A specially designed capsule can voyage through the digestive system, collecting new data about digestion and microorganisms.
Most of the process of digestion takes place in our small intestine, where enzymes break down food so it can be absorbed through the gut wall.
“CapScan gives us a fuller picture of the gut metabolome and its interactions with the gut microbiome for the first time.”
“The small intestine has so far only been accessible in sedated people who have fasted, and that’s not very helpful,” says professor Oliver Fiehn, director of the West Coast Metabolomics Center at the University of California, Davis. Metabolomics is the study of the metabolome, the small molecules involved in metabolism in cells, tissues, and organs.
As a result, most studies of gut metabolism and the gut microbiome are based on stool samples, but stool samples are really sampling the lower colon, not the small intestine.
“Measuring gut metabolites in stool is like studying an elephant by examining its tail,” says Dari Shalon of Envivo Bio, inventor of the CapScan device, and coauthor of two papers on the findings. “Most metabolites are made, transformed, and utilized higher up in the intestines and don’t even make it into the stool. CapScan gives us a fuller picture of the gut metabolome and its interactions with the gut microbiome for the first time.”
The capsule is swallowed and collects a small volume of biofluids and microorganisms on the way from the upper intestine to the colon until it is recovered in stool. By using a pH-sensitive coating on the capsule, the researchers could choose which area of the intestinal tract to sample.
“This capsule and reports are the first of their kind,” says Fiehn, a senior author of a Nature Metabolism paper and co-corresponding author of a Nature paper on the findings. “All other studies on human gut microbiota focused on stool as a surrogate for colon metabolism. However, of course, the fact is that 90% of human digestion happens in the upper intestine, not the colon.”
The researchers were able to look at the variation in upper intestinal contents during normal daily digestion in 15 healthy people.
They used a “multiomics” approach to analyze the samples for bacteria, viruses, host proteins, and metabolites from food.

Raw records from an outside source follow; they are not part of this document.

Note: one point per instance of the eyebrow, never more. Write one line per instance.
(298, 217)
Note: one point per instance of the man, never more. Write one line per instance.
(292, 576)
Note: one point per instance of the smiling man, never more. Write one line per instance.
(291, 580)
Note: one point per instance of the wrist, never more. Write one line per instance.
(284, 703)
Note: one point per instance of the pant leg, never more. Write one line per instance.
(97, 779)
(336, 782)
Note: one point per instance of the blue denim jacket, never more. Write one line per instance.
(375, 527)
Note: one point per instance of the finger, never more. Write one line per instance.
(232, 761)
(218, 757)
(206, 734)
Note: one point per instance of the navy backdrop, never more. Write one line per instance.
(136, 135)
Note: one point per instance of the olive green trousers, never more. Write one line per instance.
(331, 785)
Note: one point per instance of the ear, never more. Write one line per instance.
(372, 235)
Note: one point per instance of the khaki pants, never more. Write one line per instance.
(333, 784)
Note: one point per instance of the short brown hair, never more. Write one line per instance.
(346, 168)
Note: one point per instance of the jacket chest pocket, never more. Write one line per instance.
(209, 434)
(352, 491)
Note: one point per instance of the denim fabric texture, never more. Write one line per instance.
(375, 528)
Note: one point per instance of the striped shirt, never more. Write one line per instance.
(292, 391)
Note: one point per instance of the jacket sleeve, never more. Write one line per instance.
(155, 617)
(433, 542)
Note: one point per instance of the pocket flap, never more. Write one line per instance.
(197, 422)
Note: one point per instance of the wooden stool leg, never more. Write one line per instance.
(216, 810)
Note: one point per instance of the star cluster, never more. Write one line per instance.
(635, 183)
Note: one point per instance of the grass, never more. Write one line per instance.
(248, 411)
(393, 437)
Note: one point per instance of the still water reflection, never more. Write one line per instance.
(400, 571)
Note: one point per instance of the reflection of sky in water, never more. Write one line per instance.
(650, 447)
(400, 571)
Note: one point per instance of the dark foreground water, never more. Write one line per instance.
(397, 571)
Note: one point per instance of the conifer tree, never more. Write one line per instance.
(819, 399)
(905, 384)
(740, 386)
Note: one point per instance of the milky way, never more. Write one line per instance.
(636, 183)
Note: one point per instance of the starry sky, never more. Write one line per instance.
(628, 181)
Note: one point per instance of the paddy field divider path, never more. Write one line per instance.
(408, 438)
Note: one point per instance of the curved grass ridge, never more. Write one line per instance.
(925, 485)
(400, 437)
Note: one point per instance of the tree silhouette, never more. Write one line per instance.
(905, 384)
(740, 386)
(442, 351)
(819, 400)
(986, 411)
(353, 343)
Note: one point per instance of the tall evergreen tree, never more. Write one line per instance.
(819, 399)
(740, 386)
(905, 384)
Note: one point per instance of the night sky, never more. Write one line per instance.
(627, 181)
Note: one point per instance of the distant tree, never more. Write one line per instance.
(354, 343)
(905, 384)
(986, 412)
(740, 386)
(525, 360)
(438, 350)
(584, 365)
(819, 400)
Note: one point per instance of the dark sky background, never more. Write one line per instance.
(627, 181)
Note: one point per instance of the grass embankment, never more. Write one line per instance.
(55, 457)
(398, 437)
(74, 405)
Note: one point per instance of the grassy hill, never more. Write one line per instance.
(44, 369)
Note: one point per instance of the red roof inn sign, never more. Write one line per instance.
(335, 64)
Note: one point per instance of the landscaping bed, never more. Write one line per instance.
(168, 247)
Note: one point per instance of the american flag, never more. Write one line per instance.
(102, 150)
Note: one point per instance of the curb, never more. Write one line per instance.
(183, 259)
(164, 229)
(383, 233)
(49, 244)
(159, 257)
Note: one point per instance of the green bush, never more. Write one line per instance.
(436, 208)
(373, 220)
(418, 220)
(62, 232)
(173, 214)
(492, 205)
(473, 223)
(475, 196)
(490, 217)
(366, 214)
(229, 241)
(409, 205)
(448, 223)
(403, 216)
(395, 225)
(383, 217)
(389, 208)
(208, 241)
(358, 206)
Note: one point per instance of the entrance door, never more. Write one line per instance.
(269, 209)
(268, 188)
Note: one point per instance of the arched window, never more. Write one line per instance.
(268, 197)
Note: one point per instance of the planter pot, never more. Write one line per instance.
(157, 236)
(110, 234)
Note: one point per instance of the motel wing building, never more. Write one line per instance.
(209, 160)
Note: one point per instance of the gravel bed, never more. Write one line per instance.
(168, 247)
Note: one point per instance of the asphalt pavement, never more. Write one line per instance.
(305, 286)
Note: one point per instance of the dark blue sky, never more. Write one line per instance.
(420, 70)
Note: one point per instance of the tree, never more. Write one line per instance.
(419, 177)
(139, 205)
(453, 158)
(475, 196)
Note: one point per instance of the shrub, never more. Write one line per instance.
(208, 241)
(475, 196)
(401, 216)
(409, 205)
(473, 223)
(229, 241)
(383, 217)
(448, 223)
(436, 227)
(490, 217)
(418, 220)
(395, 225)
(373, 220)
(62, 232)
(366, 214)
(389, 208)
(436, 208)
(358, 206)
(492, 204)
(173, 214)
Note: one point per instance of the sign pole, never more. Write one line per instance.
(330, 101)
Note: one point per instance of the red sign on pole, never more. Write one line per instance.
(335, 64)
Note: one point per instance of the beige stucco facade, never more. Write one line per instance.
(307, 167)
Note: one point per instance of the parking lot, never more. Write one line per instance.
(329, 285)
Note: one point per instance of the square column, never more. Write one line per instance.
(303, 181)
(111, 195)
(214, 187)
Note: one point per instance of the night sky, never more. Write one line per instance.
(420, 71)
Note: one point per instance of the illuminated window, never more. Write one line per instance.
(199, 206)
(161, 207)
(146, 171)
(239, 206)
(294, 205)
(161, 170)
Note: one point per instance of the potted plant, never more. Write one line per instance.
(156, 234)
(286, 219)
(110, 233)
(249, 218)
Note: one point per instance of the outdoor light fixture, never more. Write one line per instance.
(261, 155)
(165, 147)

They found that the upper intestine and stool differed in all these areas, sometimes dramatically, and identified nearly 2,000 metabolites. The team also found associations between diet, including fruit and alcohol, and metabolites.
Two individuals who had taken antibiotics in the previous six months showed large variations in levels of bioactive fatty acid esters of hydroxy fatty acids, or FAFHAs, and sulfonolipids, metabolites that are thought to be associated with preventing inflammation and diabetes. A species of bacteria named Blautia was identified as most involved in fatty acid metabolism.
“Overall, this device can help elucidate the roles of the gut microbiome and metabolome in human physiology and disease,” Fiehn says.
Additional authors of the Nature Metabolism paper are from UC Davis, Stanford University School of Medicine, and Silicon Valley Neurogastroenterology and Motility Center. Additional authors of the Nature paper also include those from Max-Planck Institute of Biochemistry, Martinsried, Germany; Stanford University; Chan Zuckerberg Biohub, San Francisco; and Penn State.
The work had support in part from the National Science Foundation, the National Institutes of Health, and the Bill and Melinda Gates Foundation.